Cependant, la désignation pathologique intervient lorsque le stimulus n’est pas converti et que par voie de conséquence, la libération du quantum fait défaut. Dans ce cas le psychisme de l’individu utilise une partie du quantum pour créer une distanciation par rapport à la représentation du stimulus mais aussi une distanciation de l’affect original, l’un n’allant pas sans l’autre, dans le but de se protéger de cette vague energétique. Cependant le quantum est toujours présent et il consomme d’autant plus d’énergie du fait qu’il se trouve dans une situation de stockage jusqu’à ce que son affiliation à un autre stimulus permettent sa décharge. Plus la décharge est différée, plus le quantum est important et moins la représentation associée au stimulus qui a permis sa décharge est cohérente pour le sujet, il apparaît alors comme un facteur d’altérité dont la présence est autant incompréhensible que peu supportable. L’enfance est le passage de l’état pathologique à l’état cathartique et c’est précisément ce qui intéresse l’artiste et qu’elle traduit par l’intermédiaire de ses œuvres.

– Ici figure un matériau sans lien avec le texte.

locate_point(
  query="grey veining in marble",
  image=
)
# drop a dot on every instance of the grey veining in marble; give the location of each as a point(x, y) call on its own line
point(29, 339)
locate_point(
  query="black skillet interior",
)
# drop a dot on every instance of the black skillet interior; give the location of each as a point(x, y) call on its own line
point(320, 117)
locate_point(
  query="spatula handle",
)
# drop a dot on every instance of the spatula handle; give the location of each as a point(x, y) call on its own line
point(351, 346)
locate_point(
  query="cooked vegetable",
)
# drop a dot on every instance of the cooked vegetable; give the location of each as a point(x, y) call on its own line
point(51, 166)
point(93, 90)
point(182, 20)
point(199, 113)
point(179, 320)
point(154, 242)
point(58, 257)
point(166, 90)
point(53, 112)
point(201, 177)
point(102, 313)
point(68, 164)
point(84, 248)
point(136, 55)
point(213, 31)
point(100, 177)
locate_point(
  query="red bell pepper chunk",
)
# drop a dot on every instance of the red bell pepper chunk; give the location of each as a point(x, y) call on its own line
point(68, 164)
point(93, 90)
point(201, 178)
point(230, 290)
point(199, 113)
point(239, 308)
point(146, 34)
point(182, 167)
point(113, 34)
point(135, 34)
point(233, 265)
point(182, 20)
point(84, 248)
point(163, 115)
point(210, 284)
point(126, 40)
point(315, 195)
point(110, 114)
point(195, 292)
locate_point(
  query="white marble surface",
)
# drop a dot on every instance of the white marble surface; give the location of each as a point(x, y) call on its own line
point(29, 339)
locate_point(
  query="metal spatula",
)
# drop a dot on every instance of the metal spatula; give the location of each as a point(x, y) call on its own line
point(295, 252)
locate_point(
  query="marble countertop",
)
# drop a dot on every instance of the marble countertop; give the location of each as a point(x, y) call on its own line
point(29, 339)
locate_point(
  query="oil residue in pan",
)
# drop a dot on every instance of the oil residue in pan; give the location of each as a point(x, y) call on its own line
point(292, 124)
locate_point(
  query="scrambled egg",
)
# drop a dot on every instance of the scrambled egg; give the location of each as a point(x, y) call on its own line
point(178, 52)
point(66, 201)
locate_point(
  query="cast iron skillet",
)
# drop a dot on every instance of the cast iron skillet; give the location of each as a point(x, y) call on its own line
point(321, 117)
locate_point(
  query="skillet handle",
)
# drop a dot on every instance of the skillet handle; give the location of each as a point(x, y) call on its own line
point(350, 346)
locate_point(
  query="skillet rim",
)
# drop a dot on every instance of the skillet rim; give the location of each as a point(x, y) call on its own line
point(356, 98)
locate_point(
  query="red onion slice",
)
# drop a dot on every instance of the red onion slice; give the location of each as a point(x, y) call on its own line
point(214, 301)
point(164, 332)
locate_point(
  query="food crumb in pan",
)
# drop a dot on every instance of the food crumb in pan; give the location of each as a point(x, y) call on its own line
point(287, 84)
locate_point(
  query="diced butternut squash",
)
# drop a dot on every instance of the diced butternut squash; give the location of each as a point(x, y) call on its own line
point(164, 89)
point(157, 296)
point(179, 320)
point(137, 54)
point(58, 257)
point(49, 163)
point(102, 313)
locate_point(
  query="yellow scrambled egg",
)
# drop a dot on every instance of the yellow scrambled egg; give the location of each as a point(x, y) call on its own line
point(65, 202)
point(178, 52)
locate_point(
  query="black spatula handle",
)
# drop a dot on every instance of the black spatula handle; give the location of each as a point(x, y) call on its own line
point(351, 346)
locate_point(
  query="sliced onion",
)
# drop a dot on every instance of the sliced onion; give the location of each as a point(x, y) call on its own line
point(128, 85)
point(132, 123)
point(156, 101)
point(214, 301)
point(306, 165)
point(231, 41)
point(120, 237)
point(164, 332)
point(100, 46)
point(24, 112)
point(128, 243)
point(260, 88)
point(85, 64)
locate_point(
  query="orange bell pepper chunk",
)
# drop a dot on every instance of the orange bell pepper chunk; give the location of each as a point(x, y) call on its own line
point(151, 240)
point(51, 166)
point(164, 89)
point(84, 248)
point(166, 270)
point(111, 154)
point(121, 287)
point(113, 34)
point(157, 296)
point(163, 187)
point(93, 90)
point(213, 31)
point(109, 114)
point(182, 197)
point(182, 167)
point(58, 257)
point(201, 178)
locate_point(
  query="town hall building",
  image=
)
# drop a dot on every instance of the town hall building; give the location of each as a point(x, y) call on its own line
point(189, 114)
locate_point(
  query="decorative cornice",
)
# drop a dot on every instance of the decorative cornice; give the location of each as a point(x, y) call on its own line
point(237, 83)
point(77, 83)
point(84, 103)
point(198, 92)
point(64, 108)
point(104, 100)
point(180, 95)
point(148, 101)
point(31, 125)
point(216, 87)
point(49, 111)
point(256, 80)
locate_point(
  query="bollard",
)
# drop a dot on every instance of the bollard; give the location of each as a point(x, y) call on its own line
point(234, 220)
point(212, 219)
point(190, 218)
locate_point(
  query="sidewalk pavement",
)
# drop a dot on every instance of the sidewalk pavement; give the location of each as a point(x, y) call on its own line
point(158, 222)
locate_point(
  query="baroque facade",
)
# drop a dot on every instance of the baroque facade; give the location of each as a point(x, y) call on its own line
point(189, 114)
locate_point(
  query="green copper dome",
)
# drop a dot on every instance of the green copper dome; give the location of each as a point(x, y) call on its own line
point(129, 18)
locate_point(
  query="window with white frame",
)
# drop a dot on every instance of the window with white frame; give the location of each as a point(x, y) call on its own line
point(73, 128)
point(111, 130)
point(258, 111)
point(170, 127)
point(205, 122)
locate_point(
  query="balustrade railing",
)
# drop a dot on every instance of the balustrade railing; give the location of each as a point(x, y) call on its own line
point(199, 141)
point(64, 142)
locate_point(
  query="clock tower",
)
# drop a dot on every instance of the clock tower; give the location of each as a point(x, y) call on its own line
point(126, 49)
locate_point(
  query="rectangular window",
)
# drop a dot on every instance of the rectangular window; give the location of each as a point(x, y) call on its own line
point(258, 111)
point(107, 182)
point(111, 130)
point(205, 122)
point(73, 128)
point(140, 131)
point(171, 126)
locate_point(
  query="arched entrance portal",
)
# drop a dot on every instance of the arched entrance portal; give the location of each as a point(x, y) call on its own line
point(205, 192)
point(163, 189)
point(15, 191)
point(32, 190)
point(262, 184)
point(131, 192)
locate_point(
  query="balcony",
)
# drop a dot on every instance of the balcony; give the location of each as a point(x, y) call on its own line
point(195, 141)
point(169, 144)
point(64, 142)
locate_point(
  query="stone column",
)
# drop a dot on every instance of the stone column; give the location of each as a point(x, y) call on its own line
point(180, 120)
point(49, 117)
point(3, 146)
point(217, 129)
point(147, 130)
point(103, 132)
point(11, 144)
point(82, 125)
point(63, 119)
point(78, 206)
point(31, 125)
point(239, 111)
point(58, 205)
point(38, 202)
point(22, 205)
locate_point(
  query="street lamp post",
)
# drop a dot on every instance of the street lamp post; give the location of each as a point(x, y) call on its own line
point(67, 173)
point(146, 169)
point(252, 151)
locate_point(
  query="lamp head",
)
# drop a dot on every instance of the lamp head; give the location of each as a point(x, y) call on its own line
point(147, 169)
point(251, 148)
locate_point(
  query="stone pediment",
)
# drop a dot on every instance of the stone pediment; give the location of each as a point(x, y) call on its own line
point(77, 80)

Les enfants n’ayant que récemment pénétrés ce lieu, leur apparition dans l’exposition semblait de rigueur pour offrir un contrepoint riche aux sentences figurant dans le couloir des cellules. Le fait que cette œuvre apparaisse dans un espace ayant servi de dortoirs aux carmélites, en compagnie des vidéos de Pipilotti Rist et de Carsten Holler n’est pas anodin et créent un dialogue jouant sur plusieurs registres.